警察官の息子でも法関係の仕事についてある者の息子でもなかったはず。
「それを止めるために苛めの内容とか聞いて保護とかするんだけどな。復讐となると暴走するのが多いし」
「大人しい奴がキレるとヤバいんだな」
今回の事件は苛めの復讐だからこんな事件になっているのだと考えて頭を抱えてしまう生徒会のメンバーたち。

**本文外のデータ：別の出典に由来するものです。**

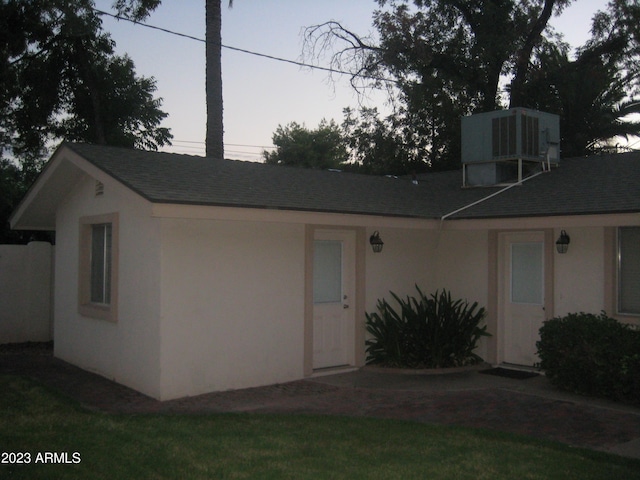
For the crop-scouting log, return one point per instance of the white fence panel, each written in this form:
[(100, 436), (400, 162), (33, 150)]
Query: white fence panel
[(26, 292)]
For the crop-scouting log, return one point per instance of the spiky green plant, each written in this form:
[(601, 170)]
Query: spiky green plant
[(425, 332)]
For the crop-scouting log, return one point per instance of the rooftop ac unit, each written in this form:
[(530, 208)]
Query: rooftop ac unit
[(505, 146)]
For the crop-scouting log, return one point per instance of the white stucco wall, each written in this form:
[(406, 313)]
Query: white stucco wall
[(461, 259), (126, 351), (461, 264), (406, 260), (232, 305), (579, 278), (25, 292)]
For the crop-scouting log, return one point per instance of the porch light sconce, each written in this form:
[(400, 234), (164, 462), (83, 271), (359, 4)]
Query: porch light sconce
[(562, 244), (376, 242)]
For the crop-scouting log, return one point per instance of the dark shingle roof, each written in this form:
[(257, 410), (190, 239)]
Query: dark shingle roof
[(607, 184)]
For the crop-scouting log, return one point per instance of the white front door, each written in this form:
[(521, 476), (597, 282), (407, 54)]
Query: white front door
[(522, 295), (333, 294)]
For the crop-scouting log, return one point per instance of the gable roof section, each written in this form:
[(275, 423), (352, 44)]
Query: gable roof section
[(182, 179), (579, 186)]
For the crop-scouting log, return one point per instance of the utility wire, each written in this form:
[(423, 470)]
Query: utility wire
[(242, 50)]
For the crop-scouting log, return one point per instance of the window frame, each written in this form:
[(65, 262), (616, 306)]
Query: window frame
[(87, 307), (619, 259)]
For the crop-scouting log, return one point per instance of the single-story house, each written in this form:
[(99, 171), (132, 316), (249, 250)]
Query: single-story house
[(178, 275)]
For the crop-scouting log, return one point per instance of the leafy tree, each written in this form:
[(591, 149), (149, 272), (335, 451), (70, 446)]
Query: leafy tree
[(596, 93), (296, 145), (214, 140), (60, 79), (449, 58), (376, 146)]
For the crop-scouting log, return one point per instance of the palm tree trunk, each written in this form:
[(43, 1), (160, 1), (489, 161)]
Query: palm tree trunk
[(215, 130)]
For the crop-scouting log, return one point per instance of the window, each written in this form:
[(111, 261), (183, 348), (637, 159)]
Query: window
[(629, 270), (98, 266), (100, 276)]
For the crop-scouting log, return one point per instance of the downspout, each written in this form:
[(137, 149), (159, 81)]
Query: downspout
[(494, 194)]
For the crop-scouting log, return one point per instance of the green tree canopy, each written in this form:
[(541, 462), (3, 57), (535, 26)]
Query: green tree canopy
[(450, 58), (297, 145), (60, 80)]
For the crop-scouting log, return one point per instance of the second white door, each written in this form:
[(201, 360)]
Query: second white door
[(333, 294)]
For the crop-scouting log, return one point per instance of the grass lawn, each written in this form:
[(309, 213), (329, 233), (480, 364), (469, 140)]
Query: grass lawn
[(34, 421)]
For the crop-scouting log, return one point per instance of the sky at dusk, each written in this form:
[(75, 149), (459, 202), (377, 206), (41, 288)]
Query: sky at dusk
[(259, 93)]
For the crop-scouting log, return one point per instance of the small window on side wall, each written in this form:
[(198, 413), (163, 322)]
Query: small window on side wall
[(98, 266), (629, 270)]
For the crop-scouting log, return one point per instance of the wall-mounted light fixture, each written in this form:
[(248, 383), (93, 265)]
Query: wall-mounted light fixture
[(562, 244), (376, 242)]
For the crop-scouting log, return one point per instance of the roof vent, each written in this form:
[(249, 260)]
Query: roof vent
[(505, 146)]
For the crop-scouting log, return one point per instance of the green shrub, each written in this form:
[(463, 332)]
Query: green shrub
[(591, 354), (425, 332)]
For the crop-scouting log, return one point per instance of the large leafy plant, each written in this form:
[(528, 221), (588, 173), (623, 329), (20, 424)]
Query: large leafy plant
[(425, 332), (591, 354)]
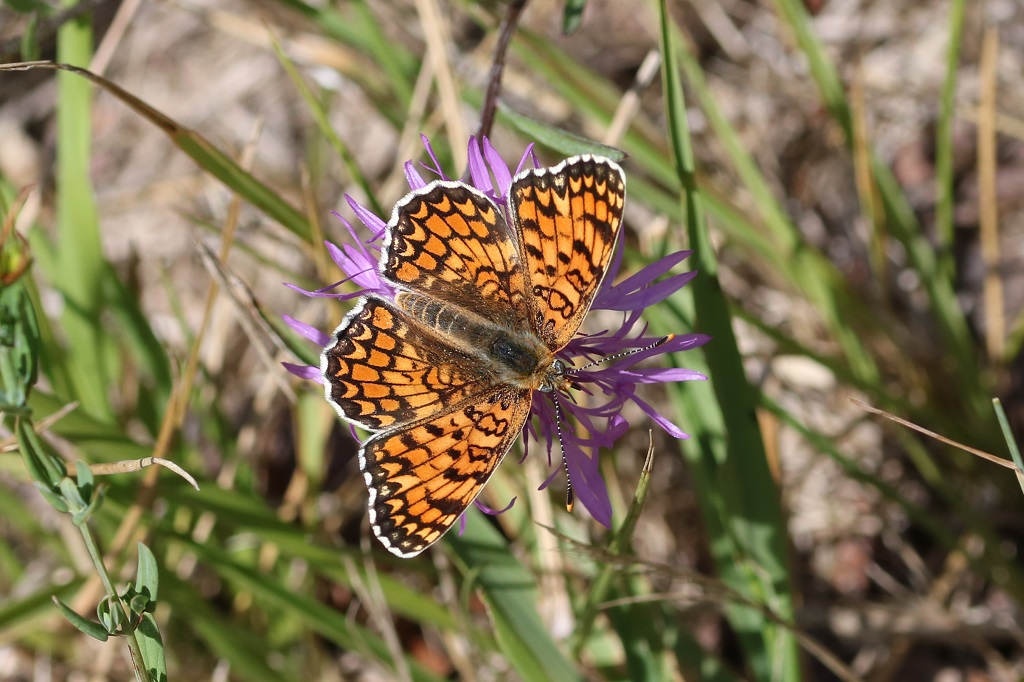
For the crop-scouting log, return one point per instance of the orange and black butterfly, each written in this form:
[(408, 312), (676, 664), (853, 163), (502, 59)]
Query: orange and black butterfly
[(443, 375)]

自分達の代になって何でこんな事件が起きるのかと恨んでしまう。
「そういえば苛めの復讐者って、やっぱり逮捕されるのか?」
「そこらへんは聞いてないけど、多分そうだろ。そういえば生徒会長、今回の事件が終わってからでも苛めのことに関しては発表した方が良いと思いますよ。苛めのせいで、こんな事件が起きたんですから。苛めをすると復讐されるという警告になると思いますよ」
当然のように今回の事件を利用しようとしている二人に恐れを抱いてしまう三人。
上に立つ者としての資質が他の生徒会のメンバーよりも優れているのかもしれない。
「やぁ、お帰り。何か情報は見つかったかい?」
「お父さん」
フィンが家に帰ると久しぶりに早くから家に帰ってくる。
そして帰ってきた娘に開口一番に質問をしてくる父親に不満を持って睨む。
「あぁ~。フィン、お前の学校の生徒が被害が多いんだ。お前が狙われないか不安だから許してくれ。どういう理由で狙われているかわかっていないからな」
父親の言葉にフィンは少しだけ不満を抑えて睨むのを止めて情報を告げる。
「事件の犯人は苛めの被害者だと私たちは思っているよ。もしかしたら苛めの被害者のネットワークで復讐が広がっているのかもしれないね。あとは苛めを無視したり気付かなかった者も復讐対象になるみたい」
「…………それが事実だとしたら誰が襲われてもおかしくないな」
フィンからの情報に良く調べたと称賛を送るより先に絶望してしまう父親。
それが事実なら誰が襲われるか本当に分かったものではない。
無差別襲撃犯と変わらない。
「これだから苛めはなぁ。この事件が終わったら学校で苛めの撲滅に力を入れてくれないか?学校の生徒会長なんだろ」
「わかっているよ。丁度、今日はその話もしてきたし」
そうかと嬉しそうにする父親。
仕事が減ると家に早く帰って家族といられるから、そうして欲しいと思っている。
「あと悪いけど、その内容についてある程度形になってから相談に乗ってくれない。現職の人にも相談した方が安心できるし」
「良いよ。その時は生徒会の友達も連れてきてくれ。少し会ってみたいし」
「別に良いけど。他の子も連れてきて良い?今回、生徒会のメンバーとは違うけど一人だけ特別に協力してもらっている子がいて」
「特別……?」
特別と聞いて目を光らせる父親。
どういうことかと視線で問いかける。
「うん。一年生の役員が信頼していて、私も有能だとは知っていたから特別に許可したのよ」
そういうことかと納得する父親。
娘の特別と聞いて彼氏かと想像した。
「そういえば生徒会の一年生の父親も警察官みたいだけどお父さんは知っている?」
「名前は?」
「ダイキ・フルドっていうんだけど………」
フルド……、フルド……と何度か声に出して思い出そうとする父親。
「あぁ、あいつか。そういれば息子が今年、高校生になるって聞いたな。まさか娘の後輩になるとは」
「知り合い?」
「まぁな。職場での後輩だ。今度、同じ年ごろの子供を持つ親として話しかけてみるか」
父親は自分達と同じように子供たちも先輩後輩となっていることに面白さを感じていた。